Socjaldemokraci z SPD wygrali wczorajsze wybory do Bundestagu. Partia zdobyła ostatecznie 25,7 proc. głosów. Tym samym lekko wyprzedziła sojusz CDU/CSU, która to siła polityczna wywalczyła 24,1 proc.. Różnica jest więc niewielka. Dodajmy, że to wyniki oficjalnych, ale wstępnych rezultatów liczenia głosów. Mimo wszystko oznacza to koniec pewnej epoki w niemieckiej polityce.
Kto będzie rządził Niemcami?
Jak poradziły sobie inne partie? Trzecią siłą w parlamencie będą Zieloni. Poparło ich 14,8 proc. wyborców. To najlepszy wynik w historii tej partii.
Liberałów z FDP wsparło 11,5 proc. osób. Z kolei populistyczno-prawicowa AfD poniosła porażkę – głos na jej polityków oddało jedynie 10,3 proc. wyborców. Partia spadła z trzeciego na piąte miejsce.
Jeszcze gorzej dzieje się po lewej stronie sceny politycznej. Lewica uzyskała zaledwie 4,9 proc. głosów (w poprzednich wyborach – 9,2 proc.)
Podział mandatów
Jak procenty przełożą się na miejsca w nowym Bundestagu? Łącznie zasiądzie w nim 735 posłów. SPD otrzyma 206 mandatów (o 53 więcej, niż w poprzednich wyborach, które miały miejsce w 2017 roku). Na miejscach Unii zasiądzie 151 posłów CDU (spadek o 49) i 45 z CSU (mniej o jednego posła). Zieloni mogą pochwalić się 118 przedstawicielami (o 51 więcej).

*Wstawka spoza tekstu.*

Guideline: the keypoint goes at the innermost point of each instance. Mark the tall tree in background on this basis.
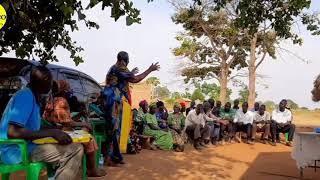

FDP będzie mieć 92 posłów (o 12 więcej), zaś AfD tylko 83 reprezentantów. Z kolei Lewica jedynie 39.
Do parlamentu dostał się także jeden poseł Związku Wyborców Południowego Szlezwiku (SSW), reprezentujący mniejszość duńską w RFN.
Kanclerzem może zostać Olaf Scholz z SPD. Co jednak ciekawe, walka o władzę mogła się jeszcze nie zakończyć. Chadecy zauważają, że przewaga socjalistów jest na tyle mała, że CDU/CSU może jeszcze stworzyć nowy rząd, jeśli zaprosi do współpracy posłów z innych partii.
Sam Scholz powiedział w niedzielę, że wynik socjaldemokratów w wyborach do Bundestagu to „wielki sukces„.
– Wyborcy jasno wyrazili swoje życzenie, aby następny kanclerz nazywał się Olaf Scholz – powiedział polityk.
– SPD ma mandat do rządzenia. Chcemy, aby Olaf Scholz został kanclerzem – dodał sekretarz generalny SPD Lars Klingbeil po ogłoszeniu pierwszych wyników sondaży exit polls, które dawały przewagę socjaldemokratom. – SPD powróciło – dodał.